RE: hyper_bf soft lockup on Azure Gen2 VM when taking kdump or executing kexec

[Date Prev][Date Next][Thread Prev][Thread Next][Date Index][Thread Index]

 



From: Maxim Levitsky <mlevitsk@xxxxxxxxxx> Sent: Monday, February 10, 2025 3:57 PM
> 
> On Mon, 2025-02-10 at 21:35 +0000, Michael Kelley wrote:
> > From: thomas.tai@xxxxxxxxxx <thomas.tai@xxxxxxxxxx> Sent: Monday, February 10, 2025 7:08 AM
> > > <snip>
> > >
> > > > > Then the question is why the efifb driver doesn't work in the kdump
> > > > > kernel. Actually, it *does* work in many cases. I built the 6.13.0 kernel
> > > > > on the Oracle Linux 9.4 system, and transferred the kernel image binary
> > > > > and module binaries to an Ubuntu 20.04 VM in Azure. In that VM, the
> > > > > efifb driver is loaded as part of the kdump kernel, and it doesn't cause
> > > > > any problems. But there's an interesting difference. In the Oracle Linux
> > > > > 9.4 VM, the efifb driver finds the framebuffer at 0x40000000, while on
> > > > > the Ubuntu 20.04 VM, it finds the framebuffer at 0x40900000. This
> > > > > difference is due to differences in how the screen_info variable gets
> > > > > setup in the two VMs.
> > > > >
> > > > > When the normal kernel starts in a freshly booted VM, Hyper-V provides
> > > > > the EFI framebuffer at 0x40000000, and it works. But after the Hyper-V
> > > > > FB driver or Hyper-V DRM driver has initialized, Linux has picked a
> > > > > different MMIO address range and told Hyper-V to use the new
> > > > > address range (which often starts at 0x40900000). A kexec does *not*
> > > > > reset Hyper-V's transition to the new range, so when the efifb driver
> > > > > tries to use the framebuffer at 0x40000000, the accesses trap to
> > > > > Hyper-V and probably fail or timeout (I'm not sure of the details). After
> > > > > the guest does some number of these bad references, Hyper-V considers
> > > > > itself to be under attack from an ill-behaving guest, and throttles the
> > > > > guest so that it doesn't run for a few seconds. The throttling repeats,
> > > > > and results in extremely slow running in the kdump kernel.
> > > > >
> > > > > Somehow in the Ubuntu 20.04 VM, the location of the frame buffer
> > > > > as stored in screen_info.lfb_base gets updated to be 0x40900000. I
> > > > > haven't fully debugged how that happens. But with that update, the
> > > > > efifb driver is using the updated framebuffer address and it works. On
> > > > > the Oracle Linux 9.4 system, that update doesn't appear to happen,
> > > > > and the problem occurs.
> > > > >
> > > > > This in an interim update on the problem. I'm still investigating how
> > > > > screen_info.lfb_base is set in the kdump kernel, and why it is different
> > > > > in the Ubuntu 20.04 VM vs. in the Oracle Linux 9.4 VM. Once that is
> > > > > well understood, we can contemplate how to fix the problem. Undoing
> > > > > the revert that is commit 2bebc3cd4870 doesn't seem like the solution
> > > > > since the original code there was reported to cause many other issues.
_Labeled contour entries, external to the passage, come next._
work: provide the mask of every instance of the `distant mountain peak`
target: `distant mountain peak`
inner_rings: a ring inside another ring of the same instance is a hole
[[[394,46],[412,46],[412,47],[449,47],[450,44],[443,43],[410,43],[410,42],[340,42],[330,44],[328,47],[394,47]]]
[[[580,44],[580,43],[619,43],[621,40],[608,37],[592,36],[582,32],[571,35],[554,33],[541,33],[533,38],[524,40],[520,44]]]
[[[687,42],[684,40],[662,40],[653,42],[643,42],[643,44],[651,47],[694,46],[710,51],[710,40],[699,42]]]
> > > > > The solution focus will likely be on how to ensure the kdump kernel gets
> > > > > the correct framebuffer address so the efifb driver works, since the
> > > > > framebuffer address changing is a quirk of Hyper-V behavior.
> > > > >
> > > > > If anyone else has insight into what's going on here, please chime in.
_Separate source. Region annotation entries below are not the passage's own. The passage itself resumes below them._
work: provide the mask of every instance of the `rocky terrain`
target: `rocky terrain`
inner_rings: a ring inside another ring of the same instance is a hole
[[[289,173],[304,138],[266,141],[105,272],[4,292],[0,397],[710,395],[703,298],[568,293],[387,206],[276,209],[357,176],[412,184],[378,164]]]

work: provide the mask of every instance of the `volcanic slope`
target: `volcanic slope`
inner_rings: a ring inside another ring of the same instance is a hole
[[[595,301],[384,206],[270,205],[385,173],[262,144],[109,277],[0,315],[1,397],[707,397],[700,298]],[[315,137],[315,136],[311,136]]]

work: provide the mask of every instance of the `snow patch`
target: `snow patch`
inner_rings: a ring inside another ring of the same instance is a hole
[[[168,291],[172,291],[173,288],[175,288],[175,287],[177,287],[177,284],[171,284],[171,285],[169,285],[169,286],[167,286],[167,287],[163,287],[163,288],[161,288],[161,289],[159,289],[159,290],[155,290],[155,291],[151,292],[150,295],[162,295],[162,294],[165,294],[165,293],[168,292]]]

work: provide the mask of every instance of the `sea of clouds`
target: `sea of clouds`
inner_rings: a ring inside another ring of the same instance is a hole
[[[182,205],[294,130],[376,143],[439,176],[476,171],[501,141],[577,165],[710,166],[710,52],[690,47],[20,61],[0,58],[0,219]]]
> > > > > What I've learned so far is still somewhat tentative.
> > > > >
> > > > Here's what is happening. On Ubuntu 20.04, the kdump image is
> > > > loaded into crash memory using the kexec command. Ubuntu 20.04
> > > > has kexec from the kexec-tools package version 2.0.18-1ubuntu1.1,
> > > > and per the kexec man page, it defaults to using the older kexec_load()
> > > > system call. When using kexec_load(), the contents to be loaded into
> > > > crash memory is constructed in user space by the kexec command.
> > > > The kexec command gets the "screen_info" settings, including the
> > > > physical address of the frame buffer, via the FBIOGET_FSCREENINFO
> > > > ioctl against /dev/fb0. The Hyper-V FB or DRM driver registers itself
> > > > with the fbdev subsystem so that it is /dev/fb0, and the ioctl returns
> > > > the updated framebuffer address. So the efifb driver loads and runs
> > > > correctly.
> > > >
> > > > On Oracle Linux 9.4, the kdump image is also loaded with the
> > > > kexec command, but from kexec-tools package version
> > > > kexec-tools-2.0.28-1.0.10.el9_5.x86_64, which is slightly later than
> > > > the version on Ubuntu 20.04. This newer kexec defaults to using the
> > > > newer kexec_file_load() system call. This system call gets the
> > > > framebuffer address from the screen_info variable in the kernel, which
> > > > has not been updated to reflect the new framebuffer address. Hence
> > > > in the kdump kernel, the efifb driver uses the old framebuffer address,
> > > > and hence the problem.
> > > >
> > > > To further complicate matters, the kexec on Oracle Linux 9.4 seems to
> > > > have a bug when the -c option forces the use of kexec_load() instead
> > > > of kexec_file_load(). As an experiment, I modified the kdumpctl shell
> > > > script to add the "-c" option to kexec, but in that case the value "0x0"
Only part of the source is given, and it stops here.